Ecevit döneminde, Ecevit’in kendi elleriyle bakan yaptığı adamın gümrük ve Tekel yolsuzluğudur.
Sonrasında toplam 21 bankanın battığı gecelik yüzde 7.500’lik faizler dönemidir.
Ülkenin iplerinin tamamen emperyalist ülkelerin eline verildiği Kemal Derviş perişanlığıdır.
Öncesinde yancısı SHP marifetiyle PKK’nın Meclis’e sokulmasıdır.
Yine aynı dönemde Ankara Büyükşehir Belediyesi’nin hortumlandığı süreçtir.

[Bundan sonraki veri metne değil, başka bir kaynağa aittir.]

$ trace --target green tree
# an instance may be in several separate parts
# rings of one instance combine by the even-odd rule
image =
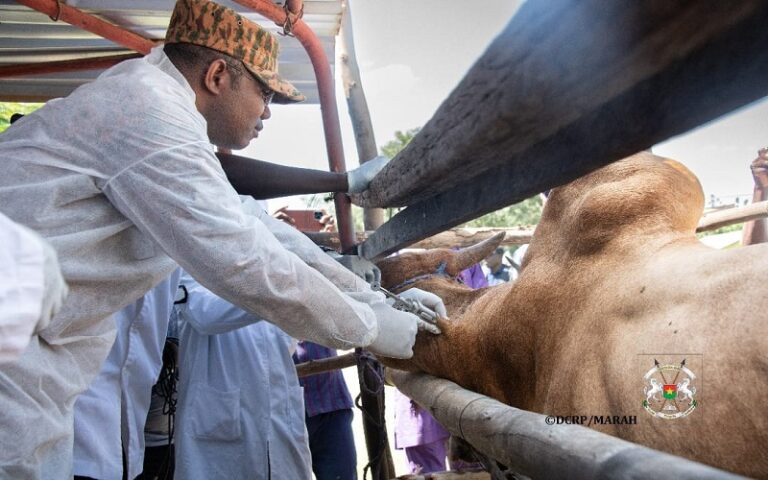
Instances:
[[[11,115],[14,113],[26,115],[42,106],[42,103],[0,102],[0,132],[4,132],[11,125]]]
[[[517,227],[536,225],[541,219],[544,203],[541,196],[526,198],[520,203],[504,207],[482,217],[470,220],[465,227]]]

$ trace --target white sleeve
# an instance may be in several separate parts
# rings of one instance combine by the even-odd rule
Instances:
[[[181,144],[111,177],[103,191],[112,204],[202,285],[289,335],[340,349],[370,344],[378,334],[371,308],[246,215],[210,145],[184,136],[180,127]]]
[[[0,214],[0,362],[21,355],[40,322],[43,241]]]
[[[248,202],[250,203],[250,200]],[[381,294],[371,290],[371,286],[365,280],[344,268],[299,230],[272,217],[263,209],[251,208],[249,205],[247,211],[257,216],[287,250],[295,253],[307,265],[322,273],[342,291],[367,304],[375,304],[381,300]]]

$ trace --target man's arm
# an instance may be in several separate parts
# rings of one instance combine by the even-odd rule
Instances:
[[[229,183],[240,195],[257,200],[309,193],[360,193],[389,162],[376,157],[344,173],[286,167],[253,158],[217,153]]]
[[[768,199],[768,147],[761,148],[757,152],[757,158],[750,166],[752,177],[755,180],[755,188],[752,194],[752,203]],[[744,225],[742,245],[754,245],[768,241],[768,221],[761,218],[747,222]]]
[[[371,291],[370,285],[365,283],[362,278],[329,257],[306,235],[287,223],[270,216],[256,202],[246,201],[243,204],[243,209],[249,215],[257,218],[280,241],[283,248],[293,252],[304,263],[320,272],[343,292],[359,292],[363,294],[356,298],[356,300],[364,303],[368,303],[365,298],[366,296],[370,296],[372,300],[380,298],[378,294]]]
[[[255,317],[333,348],[374,341],[377,313],[246,215],[206,147],[186,141],[143,158],[108,179],[104,194],[187,273]]]
[[[255,199],[349,190],[346,173],[286,167],[228,153],[216,156],[237,193]]]

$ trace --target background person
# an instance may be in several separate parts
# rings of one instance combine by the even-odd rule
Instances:
[[[755,182],[752,203],[768,200],[768,147],[758,150],[757,158],[752,161],[750,169]],[[766,240],[768,240],[768,221],[765,218],[744,224],[742,245],[764,243]]]
[[[175,478],[309,480],[293,339],[188,275],[182,284]]]
[[[295,363],[336,356],[336,350],[312,342],[299,342]],[[299,379],[304,388],[312,471],[317,480],[355,480],[357,452],[352,431],[352,397],[341,370]]]
[[[504,248],[498,247],[485,259],[485,279],[488,281],[488,286],[500,285],[510,280],[517,278],[516,272],[509,269],[509,266],[504,264]]]
[[[115,343],[99,374],[75,402],[76,478],[133,479],[142,472],[144,424],[152,385],[163,365],[180,275],[177,269],[113,315],[118,329]]]

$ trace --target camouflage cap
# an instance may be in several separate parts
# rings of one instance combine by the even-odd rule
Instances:
[[[296,87],[277,74],[277,39],[231,8],[209,0],[178,0],[165,43],[191,43],[240,60],[275,91],[275,103],[304,100]]]

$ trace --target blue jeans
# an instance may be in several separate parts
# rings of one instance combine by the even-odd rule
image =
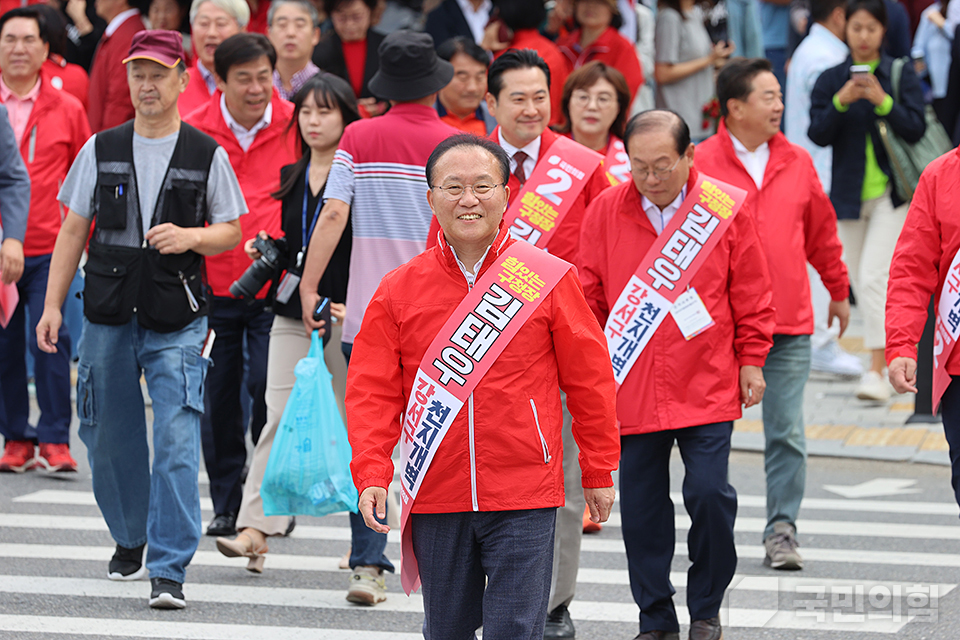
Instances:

İski’dir, klordur, rüşvettir.
Kumpasla genel başkan değişikliğidir, FETÖ, PKK hakkında doğru dürüst hiçbir şey diyememektir bu günlerde bile.
Diyarbakır’da evlatlarının peşindeki anaların yanında olamamaktır.
Delege ağalığıdır.
Anti demokrasidir.
Alışılmış çaresizliktir.
Sevgisizliktir.
Birilerini sürekli milletvekili yapma fabrikasıdır.
Mezhepçiliktir.
Yavuz Sultan Selim’e “katil” diyecek, türkülerini hala “Şaha gidelim” diye söyleyecek insanların yatağıdır.
Ve daha pek çok şeydir…
Tarihte üstlendiği rolü iyisiyle, kötüsüyle tamamlamış, artık rafa kaldırılması gereken güve yeniği işe yaramaz bir giysidir CHP.
Tamiri de mümkün değildir üstelik.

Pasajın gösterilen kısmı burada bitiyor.